On January 2, 2020, a federal district court judge in Minnesota found that a local hemp farmer had a constitutionally-protected property interest in his hemp growing license, and that the license could not be revoked by the state without adequate procedural protections. The hemp farmer, Luis Miguel Hummel, had his license revoked by the Minnesota Department of Agriculture (“MDA”) following a report from law enforcement that some of Hummel’s hemp products containing concentrations of THC far exceeding the 0.3 percent maximum allowed by program guidelines and federal and state law. Hummel requested that MDA conduct an evidentiary hearing regarding the seizure of his hemp products prior to revoking his license. The MDA denied his request. As a result, Hummel brought suit in federal court.

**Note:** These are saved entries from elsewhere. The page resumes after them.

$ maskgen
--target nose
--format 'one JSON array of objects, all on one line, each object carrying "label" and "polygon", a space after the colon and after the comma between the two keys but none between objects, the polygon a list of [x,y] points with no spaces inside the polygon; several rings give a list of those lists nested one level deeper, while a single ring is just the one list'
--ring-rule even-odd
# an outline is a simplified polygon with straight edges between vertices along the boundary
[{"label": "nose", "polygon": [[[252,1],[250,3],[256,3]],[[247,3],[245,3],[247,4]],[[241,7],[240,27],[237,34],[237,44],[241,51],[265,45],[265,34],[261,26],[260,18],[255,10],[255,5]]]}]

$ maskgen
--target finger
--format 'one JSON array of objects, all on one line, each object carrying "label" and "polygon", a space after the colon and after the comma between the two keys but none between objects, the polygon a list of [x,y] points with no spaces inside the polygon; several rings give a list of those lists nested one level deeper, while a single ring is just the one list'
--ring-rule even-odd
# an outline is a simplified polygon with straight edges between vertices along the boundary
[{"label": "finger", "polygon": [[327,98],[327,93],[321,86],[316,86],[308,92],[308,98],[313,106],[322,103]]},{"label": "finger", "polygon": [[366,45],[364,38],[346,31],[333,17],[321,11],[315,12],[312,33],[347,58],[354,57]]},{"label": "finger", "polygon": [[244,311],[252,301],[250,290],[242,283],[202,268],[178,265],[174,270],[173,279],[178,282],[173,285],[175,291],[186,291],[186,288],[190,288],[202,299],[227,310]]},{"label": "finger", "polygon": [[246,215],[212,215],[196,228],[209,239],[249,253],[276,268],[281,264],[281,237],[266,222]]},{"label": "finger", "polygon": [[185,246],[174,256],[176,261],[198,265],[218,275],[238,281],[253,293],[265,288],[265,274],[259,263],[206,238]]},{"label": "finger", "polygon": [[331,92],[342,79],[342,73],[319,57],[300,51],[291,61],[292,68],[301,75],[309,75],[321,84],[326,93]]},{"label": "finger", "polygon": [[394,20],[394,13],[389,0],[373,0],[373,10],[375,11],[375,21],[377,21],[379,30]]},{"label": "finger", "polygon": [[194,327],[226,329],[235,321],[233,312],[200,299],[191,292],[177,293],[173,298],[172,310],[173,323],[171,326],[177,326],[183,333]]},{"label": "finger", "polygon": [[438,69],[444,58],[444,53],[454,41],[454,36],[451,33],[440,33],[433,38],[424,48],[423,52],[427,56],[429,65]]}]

In his Complaint, Hummel alleged that MDA and its employees deprived him of property without providing him notice and a hearing, consistent with the U.S. Constitution’s procedural due process prong. MDA filed a motion to dismiss. The federal court denied the motion as it related to Hummel’s procedural due process claim. In doing so, the court found that the MDA did not have “unfettered discretion” to revoke the license. Instead, the court decided that the “MDA may not revoke a license unless the participant has violated the law or a program guideline.” Because the MDA did not provide Hummel with procedural safeguards to show whether or not revocation was appropriate, the court held that Hummel had stated a valid claim that he held a constitutionally-protected property interest in his hemp license.
This case, Luis Miguel Hummel, et al. v. Minnesota Dept. of Agriculture, et al., No. 19-CV-1431, marks the first instance since the passage of the 2018 Farm Bill in which a court has ruled that a hemp license provides the holder of the license with a constitutionally-protected property interest, which cannot be arbitrarily revoked. Hemp producers can now take some comfort knowing that once a hemp license is provided, at least one court has determined that it cannot be readily withdrawn. As the U.S. Department of Agriculture moves closer toward issuance of a final rule governing the licensing of hemp production, and as various states do the same, the Hummel case suggests that constitutional protections will accompany the issuances of such licenses, likely increasing their value.